The Barbary Lane novels were comedies, but Maupin was not afraid to include harsh realities. He brought a lesbian couple back from Guyana in time to miss the Jonestown massacre. When AIDS hit, he was the first established novelist to write directly about the epidemic. He had an advantage over other writers in that his fictional world was already up and running, with characters who were in harm’s way. But how does one introduce a murderous plague into a comic pastorale without destroying its mood or scaring off readers?
Maupin did it deftly in his fourth novel, Babycakes, which came out as a book in 1984. People go on with their lives, especially
straight people. Mary Ann Singleton, the ingenue from the Midwest, is now a TV journalist married to Brian Hawkins, the former libertine. They are struggling to have a baby. Mrs. Madrigal continues to dispense wisdom and joints. And Michael Tolliver now works for an AIDS hotline. He is quieter and sadder, but still himself. He can make jokes about the disease, then drop the comic mask and acknowledge how much it hurts. As the novel progresses, however, we realize a major character is missing: Jon Fielding, the immensely likable doctor who was involved off and on with Michael during the first three novels. Michael has a dream about him early on, but we’re not told he died of AIDS until a third of the way in, when Michael discusses his death with Mrs. Madrigal. Then Michael visits his friend Mona in England and tells her the full, excrutiating story. It’s an ingenious storytelling device, subtle and true to life, but quietly devastating.
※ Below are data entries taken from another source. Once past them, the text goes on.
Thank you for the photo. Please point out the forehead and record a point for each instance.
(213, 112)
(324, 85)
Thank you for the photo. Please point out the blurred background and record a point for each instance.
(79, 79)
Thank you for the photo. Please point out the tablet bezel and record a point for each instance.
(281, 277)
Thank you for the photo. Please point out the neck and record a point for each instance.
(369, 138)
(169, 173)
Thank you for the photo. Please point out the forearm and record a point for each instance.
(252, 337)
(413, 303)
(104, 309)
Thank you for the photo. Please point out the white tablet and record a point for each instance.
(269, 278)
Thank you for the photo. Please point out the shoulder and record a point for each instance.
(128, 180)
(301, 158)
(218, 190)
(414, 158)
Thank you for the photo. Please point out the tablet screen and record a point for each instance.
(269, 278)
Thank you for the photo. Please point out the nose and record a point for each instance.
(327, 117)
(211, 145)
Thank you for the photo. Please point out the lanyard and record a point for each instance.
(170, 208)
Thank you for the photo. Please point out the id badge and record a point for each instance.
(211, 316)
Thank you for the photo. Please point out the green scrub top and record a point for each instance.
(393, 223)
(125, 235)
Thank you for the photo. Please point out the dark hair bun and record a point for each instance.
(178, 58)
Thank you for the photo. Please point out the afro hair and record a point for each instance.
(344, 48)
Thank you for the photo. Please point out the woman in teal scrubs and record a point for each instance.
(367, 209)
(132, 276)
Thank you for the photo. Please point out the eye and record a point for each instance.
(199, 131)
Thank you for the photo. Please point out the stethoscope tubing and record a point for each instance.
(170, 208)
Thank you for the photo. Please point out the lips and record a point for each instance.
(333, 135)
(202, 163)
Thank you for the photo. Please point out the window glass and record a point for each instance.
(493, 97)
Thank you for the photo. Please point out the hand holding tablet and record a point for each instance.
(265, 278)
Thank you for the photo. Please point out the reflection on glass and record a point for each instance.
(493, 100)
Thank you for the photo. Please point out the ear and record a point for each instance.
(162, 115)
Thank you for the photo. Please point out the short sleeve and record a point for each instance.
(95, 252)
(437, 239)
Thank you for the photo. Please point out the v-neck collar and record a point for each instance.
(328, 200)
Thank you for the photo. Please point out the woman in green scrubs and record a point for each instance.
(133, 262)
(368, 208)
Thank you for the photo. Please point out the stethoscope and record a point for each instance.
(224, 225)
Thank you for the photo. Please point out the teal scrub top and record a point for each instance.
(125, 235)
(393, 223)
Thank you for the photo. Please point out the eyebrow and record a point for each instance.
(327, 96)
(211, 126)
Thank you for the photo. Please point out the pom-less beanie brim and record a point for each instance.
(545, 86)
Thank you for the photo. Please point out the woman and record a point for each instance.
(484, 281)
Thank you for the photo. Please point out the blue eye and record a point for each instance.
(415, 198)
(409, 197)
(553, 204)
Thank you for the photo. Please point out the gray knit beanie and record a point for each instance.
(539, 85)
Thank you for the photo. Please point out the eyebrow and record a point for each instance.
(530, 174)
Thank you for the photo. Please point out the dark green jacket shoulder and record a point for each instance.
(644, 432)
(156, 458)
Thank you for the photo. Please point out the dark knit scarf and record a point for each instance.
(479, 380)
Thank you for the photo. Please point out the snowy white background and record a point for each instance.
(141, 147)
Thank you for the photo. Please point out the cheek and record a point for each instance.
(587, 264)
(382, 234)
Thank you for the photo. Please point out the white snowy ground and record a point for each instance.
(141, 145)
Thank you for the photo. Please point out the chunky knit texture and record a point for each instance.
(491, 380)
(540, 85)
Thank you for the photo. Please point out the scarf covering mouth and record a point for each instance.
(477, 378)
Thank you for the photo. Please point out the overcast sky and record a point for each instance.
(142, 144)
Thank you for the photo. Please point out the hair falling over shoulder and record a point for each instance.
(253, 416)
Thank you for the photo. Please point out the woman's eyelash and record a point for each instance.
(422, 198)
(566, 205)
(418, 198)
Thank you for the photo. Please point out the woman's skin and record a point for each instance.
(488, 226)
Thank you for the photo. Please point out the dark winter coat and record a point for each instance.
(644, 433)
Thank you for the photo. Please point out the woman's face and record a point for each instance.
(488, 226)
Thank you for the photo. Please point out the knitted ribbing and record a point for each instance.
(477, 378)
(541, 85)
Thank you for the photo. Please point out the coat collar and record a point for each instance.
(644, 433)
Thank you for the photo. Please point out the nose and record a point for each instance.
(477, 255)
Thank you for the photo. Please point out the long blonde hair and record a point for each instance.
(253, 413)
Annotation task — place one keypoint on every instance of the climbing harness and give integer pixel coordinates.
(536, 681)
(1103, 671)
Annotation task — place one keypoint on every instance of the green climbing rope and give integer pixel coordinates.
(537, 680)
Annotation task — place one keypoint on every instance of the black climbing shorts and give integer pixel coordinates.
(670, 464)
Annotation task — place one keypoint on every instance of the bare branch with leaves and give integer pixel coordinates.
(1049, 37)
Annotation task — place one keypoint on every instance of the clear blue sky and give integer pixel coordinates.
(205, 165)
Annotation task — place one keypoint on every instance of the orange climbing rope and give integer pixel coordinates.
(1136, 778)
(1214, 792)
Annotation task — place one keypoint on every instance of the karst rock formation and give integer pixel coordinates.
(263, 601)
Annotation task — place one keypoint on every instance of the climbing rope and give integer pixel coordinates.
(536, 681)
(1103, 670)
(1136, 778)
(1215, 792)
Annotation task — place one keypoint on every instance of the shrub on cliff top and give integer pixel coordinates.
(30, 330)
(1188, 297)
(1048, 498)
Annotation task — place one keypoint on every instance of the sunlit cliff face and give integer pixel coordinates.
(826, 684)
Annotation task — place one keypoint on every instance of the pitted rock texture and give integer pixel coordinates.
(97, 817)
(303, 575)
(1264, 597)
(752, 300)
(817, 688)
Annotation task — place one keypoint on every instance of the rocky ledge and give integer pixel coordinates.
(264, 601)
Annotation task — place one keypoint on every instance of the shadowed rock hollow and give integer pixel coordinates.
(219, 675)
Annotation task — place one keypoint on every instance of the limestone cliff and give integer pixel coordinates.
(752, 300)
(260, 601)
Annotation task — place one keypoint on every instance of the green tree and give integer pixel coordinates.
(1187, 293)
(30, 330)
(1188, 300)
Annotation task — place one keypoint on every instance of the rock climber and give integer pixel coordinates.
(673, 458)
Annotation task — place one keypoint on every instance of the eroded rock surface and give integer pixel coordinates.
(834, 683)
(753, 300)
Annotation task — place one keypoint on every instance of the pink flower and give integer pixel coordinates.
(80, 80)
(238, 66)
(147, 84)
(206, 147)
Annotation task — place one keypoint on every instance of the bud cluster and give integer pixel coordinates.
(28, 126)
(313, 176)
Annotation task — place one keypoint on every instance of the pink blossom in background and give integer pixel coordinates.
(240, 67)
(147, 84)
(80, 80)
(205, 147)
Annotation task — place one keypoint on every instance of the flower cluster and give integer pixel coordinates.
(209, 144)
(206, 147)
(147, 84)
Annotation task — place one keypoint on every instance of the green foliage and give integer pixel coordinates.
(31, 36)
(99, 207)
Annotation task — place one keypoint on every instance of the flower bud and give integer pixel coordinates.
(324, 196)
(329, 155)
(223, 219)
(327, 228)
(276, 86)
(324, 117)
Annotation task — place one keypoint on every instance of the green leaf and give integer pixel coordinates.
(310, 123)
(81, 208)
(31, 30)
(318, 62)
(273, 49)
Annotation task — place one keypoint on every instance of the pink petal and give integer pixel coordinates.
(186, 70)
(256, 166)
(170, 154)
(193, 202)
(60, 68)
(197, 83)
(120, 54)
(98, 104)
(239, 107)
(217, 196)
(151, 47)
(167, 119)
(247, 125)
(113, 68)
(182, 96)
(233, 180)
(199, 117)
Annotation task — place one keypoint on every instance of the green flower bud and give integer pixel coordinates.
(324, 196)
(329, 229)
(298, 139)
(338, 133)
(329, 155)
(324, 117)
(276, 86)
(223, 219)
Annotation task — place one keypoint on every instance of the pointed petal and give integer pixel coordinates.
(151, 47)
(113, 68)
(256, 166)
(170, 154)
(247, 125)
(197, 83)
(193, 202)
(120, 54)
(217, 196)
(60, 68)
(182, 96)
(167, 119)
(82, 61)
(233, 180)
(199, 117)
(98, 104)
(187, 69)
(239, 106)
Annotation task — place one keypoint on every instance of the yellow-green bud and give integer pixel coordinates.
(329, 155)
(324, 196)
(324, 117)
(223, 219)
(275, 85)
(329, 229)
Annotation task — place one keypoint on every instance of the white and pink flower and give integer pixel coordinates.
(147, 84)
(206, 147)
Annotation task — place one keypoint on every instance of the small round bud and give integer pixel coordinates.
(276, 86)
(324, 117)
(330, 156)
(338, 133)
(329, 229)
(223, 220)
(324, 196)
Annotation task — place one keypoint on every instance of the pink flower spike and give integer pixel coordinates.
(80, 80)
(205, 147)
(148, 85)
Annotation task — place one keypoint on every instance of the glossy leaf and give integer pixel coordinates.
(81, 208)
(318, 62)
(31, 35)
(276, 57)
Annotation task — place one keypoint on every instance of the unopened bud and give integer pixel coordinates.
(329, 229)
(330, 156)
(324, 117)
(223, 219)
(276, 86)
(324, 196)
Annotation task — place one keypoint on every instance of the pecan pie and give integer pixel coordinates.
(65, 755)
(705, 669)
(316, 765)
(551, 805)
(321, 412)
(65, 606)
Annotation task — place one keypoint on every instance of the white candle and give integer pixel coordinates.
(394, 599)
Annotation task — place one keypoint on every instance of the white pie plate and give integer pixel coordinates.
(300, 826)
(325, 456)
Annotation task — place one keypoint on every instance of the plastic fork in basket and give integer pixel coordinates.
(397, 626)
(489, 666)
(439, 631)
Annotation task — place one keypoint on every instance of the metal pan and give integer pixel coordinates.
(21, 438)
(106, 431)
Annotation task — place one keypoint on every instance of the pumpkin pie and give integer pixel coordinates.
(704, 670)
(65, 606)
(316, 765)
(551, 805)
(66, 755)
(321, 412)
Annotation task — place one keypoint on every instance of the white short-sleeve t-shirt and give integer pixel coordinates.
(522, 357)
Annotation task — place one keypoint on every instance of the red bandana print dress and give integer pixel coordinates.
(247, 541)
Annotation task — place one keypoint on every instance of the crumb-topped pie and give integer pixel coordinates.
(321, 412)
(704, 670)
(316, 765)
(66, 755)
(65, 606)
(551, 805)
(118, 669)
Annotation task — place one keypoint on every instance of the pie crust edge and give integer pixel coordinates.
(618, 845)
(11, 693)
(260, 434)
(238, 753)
And life still went on. The next novel, Significant Others, appeared three years later in 1987. Mary Ann is a highly successful TV personality and she and Brian have adopted a daughter and moved into a high-rise overlooking 28 Barbary Lane, where Michael still lives. Michael is now HIV positive; he carefully monitors his health as he goes on with his life.
When Brian learns that an old girlfriend is sick, he panics that he too has AIDS. The novel takes place during the ten days he waits for the results of his HIV test. He doesn’t dare tell his wife. He and Michael and many other characters leave town for the Russian River, where the wealthy “boys only” Bohemian Grove is meeting just down the road from the lesbian “girls only” Wimminwood music festival. More tightly constructed than its predecessors, the book is like a bedroom farce set in the forest, Maupin’s own As You Like It. Much of it is pure slapstick, but the last twenty pages, as everyone comes to terms with his or her demons, are full of complex emotions. Among those demons is the fact that Michael has fallen in love.